El madrileño Parque de las Avenidas, donde viví en distintas
etapas y en el que de nuevo paso temporadas, hace honor a su nombre con
numerosas zonas verdes y frondoso arbolado. Pero un día, llevados mi mujer Ana,
ya fallecida, y yo del deseo de disfrutar todo el año de un jardín propio, nos
mudamos al número 5 de la calle Lavanda en la urbanización de la Marazuela de
Las Rozas. Tenía esta casa, y seguirá teniendo en otras manos, un doble jardín,
por delante y por detrás. Estaba yo un día trabajando en mis obrillas de
bricolaje en la parte trasera del garaje, cuando llegó un mensajero con un
paquete.
–Qué bonito jardín tiene usted –me dijo.
Sí que era hermoso, como un pequeño jardín botánico, tal era
el número de árboles, arbustos y plantas de toda especie que ya tenía cuando lo
adquirimos y a los que nosotros añadimos otros muchos: perales de sombra,
adelfas, lauros, aligustres, jazmines, glicinias, pitósporos, piracanta y
arizónicas, que de seto se habían convertido en árboles.
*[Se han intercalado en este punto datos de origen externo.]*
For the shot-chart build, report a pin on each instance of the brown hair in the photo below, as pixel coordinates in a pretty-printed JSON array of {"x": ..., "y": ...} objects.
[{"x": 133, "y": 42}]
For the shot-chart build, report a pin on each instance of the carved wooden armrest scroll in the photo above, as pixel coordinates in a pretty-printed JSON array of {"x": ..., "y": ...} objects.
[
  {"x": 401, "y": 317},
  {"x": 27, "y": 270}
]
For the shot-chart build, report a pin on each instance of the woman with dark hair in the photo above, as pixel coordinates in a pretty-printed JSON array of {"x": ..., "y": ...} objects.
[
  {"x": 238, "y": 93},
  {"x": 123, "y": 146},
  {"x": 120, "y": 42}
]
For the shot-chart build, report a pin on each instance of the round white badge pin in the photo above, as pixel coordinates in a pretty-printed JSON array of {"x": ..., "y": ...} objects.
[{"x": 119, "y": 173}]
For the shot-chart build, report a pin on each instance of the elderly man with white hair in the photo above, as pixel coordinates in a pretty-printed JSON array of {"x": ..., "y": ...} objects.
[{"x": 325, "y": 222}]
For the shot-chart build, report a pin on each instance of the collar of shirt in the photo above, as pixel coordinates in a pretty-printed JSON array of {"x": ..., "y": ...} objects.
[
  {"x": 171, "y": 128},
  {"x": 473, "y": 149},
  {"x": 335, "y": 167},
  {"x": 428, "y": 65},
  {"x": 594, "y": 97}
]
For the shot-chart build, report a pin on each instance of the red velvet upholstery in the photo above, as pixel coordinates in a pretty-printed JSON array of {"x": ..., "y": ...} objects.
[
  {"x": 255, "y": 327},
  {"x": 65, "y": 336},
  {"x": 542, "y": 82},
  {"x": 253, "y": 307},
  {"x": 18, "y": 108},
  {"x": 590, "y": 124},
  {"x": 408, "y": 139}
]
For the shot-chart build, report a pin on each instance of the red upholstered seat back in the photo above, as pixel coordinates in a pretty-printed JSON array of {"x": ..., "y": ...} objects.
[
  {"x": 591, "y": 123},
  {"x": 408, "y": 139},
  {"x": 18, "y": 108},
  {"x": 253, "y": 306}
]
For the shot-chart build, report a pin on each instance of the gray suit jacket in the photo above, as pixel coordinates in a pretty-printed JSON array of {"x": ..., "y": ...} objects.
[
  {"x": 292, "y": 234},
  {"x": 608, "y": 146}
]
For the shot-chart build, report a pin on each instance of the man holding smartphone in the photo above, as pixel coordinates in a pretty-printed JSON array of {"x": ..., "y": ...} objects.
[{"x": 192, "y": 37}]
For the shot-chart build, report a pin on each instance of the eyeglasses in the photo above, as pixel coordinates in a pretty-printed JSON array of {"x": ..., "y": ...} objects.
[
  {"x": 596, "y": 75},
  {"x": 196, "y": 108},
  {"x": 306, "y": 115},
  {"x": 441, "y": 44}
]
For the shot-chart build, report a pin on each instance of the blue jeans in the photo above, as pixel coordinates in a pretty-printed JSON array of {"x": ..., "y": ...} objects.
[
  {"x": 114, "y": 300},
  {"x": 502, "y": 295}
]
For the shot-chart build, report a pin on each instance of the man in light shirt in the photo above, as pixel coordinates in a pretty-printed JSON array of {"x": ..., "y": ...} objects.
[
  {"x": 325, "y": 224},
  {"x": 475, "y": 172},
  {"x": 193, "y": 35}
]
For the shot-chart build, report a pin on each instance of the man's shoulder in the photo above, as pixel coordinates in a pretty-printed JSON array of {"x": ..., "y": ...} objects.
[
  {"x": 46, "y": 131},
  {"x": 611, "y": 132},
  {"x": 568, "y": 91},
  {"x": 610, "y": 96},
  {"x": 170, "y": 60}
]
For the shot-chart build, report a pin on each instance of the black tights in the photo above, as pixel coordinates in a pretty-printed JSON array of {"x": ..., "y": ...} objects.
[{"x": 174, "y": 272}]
Ya he contado en algún escrito que en esta casa vivió no sé
cuánto tiempo la ilustre y admirada lexicógrafa María Moliner. Mi equipo de
filólogos y yo siempre la tuvimos como modelo y guía al elaborar diccionarios
escolares bajo la sabia dirección de Gregorio Salvador.
Pero me he ido de los jardines a los diccionarios. Mi suegra
solía decir que “Un libro sin erratas es como un jardín sin flores”. En
nuestros jardines abundaron las flores, pero siempre he procurado que en los
libros que he escrito o editado hubiera el menor número de erratas posible.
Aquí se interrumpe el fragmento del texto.